The President and Harold Stassen seem to be in agreement that if some arrangement to limit arms can be reached which is enforceable, then we should accept it in order to make a beginning. But apparently there is strong feeling against this in certain Administration quarters. It comes from people who believe that ultimately there must be a war and that therefore we had better trust to going forward and arming ourselves as strongly as possible, which puts one immediately on the side of more nuclear tests and the building up of every type of armament.
Some of those who seem to be on this side will not go quite to the point of building up all our armed forces, however. They would devote themselves to such things as they feel are the most modern weapons and cost us less to produce. If this means nuclear weapons alone, then I think we run the risk of finding ourselves forced to use nuclear weapons simply because whatever enemy faces us is stronger in other weapons. And once we start a nuclear war, we are responsible for a very serious situation which may mean the wiping out of civilization as we know it.
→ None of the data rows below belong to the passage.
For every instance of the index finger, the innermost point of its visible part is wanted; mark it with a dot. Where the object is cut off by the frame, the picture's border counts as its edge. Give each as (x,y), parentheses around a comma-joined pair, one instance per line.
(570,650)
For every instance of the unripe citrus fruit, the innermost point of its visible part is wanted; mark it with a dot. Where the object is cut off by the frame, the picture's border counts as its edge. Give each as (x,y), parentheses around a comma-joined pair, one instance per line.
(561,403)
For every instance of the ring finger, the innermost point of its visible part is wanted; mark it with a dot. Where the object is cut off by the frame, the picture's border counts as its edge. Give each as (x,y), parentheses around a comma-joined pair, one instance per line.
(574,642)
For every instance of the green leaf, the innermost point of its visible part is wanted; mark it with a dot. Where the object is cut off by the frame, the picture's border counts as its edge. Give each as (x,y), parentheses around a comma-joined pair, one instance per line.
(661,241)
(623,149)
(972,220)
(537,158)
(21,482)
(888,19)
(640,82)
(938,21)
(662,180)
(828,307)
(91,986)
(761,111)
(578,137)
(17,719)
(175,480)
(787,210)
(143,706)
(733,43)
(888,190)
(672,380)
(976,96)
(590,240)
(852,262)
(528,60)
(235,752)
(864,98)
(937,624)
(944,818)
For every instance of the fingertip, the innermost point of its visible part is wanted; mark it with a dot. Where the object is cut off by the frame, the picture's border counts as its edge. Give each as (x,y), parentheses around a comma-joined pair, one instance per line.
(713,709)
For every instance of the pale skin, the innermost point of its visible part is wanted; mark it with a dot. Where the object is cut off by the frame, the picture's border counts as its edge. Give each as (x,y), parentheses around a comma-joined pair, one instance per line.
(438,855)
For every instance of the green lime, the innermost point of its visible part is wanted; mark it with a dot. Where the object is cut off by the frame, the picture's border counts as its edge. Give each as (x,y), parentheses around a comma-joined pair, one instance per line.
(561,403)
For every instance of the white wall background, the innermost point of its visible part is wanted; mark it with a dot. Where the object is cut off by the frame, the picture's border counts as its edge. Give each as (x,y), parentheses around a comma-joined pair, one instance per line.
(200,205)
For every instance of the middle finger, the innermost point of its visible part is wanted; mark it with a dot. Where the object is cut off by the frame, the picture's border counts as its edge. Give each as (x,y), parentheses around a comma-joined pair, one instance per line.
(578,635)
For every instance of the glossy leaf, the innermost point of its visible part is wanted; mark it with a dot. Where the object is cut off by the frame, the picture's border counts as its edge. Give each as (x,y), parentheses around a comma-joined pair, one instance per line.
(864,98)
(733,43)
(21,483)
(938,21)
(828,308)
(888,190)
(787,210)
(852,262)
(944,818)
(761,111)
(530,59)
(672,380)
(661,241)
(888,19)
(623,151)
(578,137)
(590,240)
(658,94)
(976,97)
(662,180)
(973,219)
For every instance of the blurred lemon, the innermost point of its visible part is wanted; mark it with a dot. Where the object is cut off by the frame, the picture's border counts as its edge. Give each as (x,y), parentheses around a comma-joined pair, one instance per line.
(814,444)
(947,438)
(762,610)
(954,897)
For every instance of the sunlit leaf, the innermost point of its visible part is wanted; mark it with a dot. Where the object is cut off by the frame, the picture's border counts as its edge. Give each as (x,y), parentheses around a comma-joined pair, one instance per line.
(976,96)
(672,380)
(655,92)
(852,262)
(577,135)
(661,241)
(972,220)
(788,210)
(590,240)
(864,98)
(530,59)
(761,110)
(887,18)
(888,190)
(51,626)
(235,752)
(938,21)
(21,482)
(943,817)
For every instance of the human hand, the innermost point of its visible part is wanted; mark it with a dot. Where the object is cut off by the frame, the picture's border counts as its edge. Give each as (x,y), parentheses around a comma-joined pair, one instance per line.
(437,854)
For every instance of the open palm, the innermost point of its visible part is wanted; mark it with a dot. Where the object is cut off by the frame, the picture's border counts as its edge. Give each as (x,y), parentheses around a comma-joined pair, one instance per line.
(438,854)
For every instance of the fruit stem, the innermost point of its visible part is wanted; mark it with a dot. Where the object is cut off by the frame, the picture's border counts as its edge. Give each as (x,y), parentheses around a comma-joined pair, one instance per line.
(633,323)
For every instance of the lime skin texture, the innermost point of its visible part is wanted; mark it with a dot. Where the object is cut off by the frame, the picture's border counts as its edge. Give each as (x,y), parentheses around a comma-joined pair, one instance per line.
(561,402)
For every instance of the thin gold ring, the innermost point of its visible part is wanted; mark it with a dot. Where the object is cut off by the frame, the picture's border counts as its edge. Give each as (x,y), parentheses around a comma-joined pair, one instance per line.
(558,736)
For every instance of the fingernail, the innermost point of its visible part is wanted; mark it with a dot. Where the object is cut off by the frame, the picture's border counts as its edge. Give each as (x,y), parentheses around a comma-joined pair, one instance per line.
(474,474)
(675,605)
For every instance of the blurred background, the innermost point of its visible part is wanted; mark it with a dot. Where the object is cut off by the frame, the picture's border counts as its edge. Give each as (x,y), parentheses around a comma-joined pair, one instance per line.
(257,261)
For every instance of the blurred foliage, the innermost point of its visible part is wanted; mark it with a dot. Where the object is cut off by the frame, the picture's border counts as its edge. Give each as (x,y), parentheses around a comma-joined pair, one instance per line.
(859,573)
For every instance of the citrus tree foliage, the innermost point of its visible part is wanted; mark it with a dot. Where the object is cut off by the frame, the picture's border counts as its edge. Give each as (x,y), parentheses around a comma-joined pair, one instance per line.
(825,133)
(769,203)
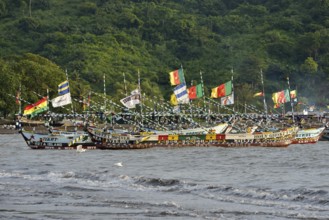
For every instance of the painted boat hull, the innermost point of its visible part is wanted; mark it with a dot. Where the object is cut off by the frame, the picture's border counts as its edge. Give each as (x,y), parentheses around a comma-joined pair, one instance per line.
(57,140)
(128,141)
(308,136)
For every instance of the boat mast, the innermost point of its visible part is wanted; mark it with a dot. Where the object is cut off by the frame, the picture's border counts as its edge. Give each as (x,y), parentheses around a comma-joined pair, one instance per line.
(291,102)
(140,96)
(67,78)
(18,99)
(124,83)
(203,96)
(104,93)
(264,99)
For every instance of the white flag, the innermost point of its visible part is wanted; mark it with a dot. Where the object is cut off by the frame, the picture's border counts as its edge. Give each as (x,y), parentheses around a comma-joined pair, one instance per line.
(131,101)
(62,100)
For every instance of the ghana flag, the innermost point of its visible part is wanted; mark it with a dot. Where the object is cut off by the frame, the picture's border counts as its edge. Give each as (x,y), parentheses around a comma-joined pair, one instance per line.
(36,108)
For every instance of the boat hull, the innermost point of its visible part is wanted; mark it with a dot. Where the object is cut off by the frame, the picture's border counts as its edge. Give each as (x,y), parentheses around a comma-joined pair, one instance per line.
(112,141)
(308,136)
(57,141)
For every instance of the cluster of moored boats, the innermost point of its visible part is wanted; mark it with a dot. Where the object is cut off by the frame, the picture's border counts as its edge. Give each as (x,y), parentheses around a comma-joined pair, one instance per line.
(221,135)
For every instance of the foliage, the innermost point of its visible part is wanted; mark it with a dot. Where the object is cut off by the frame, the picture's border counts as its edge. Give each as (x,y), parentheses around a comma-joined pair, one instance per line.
(93,38)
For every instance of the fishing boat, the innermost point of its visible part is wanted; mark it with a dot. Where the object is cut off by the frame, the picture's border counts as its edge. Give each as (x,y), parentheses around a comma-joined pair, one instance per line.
(325,136)
(280,138)
(57,139)
(308,136)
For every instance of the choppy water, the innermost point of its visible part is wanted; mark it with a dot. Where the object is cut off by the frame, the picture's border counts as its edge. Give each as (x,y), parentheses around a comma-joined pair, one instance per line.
(159,183)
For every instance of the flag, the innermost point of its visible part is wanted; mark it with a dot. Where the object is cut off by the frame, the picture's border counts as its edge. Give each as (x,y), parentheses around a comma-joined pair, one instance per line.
(176,77)
(293,94)
(199,91)
(173,99)
(135,91)
(224,89)
(84,104)
(192,92)
(64,97)
(181,93)
(36,108)
(258,94)
(18,98)
(61,100)
(281,97)
(214,93)
(227,100)
(131,101)
(63,88)
(277,105)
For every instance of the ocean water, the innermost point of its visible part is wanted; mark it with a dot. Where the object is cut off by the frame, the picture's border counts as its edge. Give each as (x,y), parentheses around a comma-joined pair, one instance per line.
(164,183)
It looks to me as though we run a certain amount of risk whatever course we take. I can see no sure way of meeting all the dangers that lie before us, and I am therefore inclined to go along with those who would take the risk of trying to get an enforceable agreement and disarming all along the line in conjunction with the Soviet Union. We may find it impossible to be sure that the agreement we enter into is enforced, but I would like to see these two alternatives widely discussed in this country. The only thing that really worries me at the present time is that I do not think our people on the whole are aware of the position in which we stand in the international world of today, and I even think we are unaware of some of our dangers at home.
The other evening I went to see an off-Broadway show called "Simply Heavenly," which is based on a novel by Langston Hughes called "Simple Takes A Wife." It is a folk comedy with music, and I found it entertaining. I was glad to hear they hoped to move the show to Broadway, where an air-conditioned theatre may be available.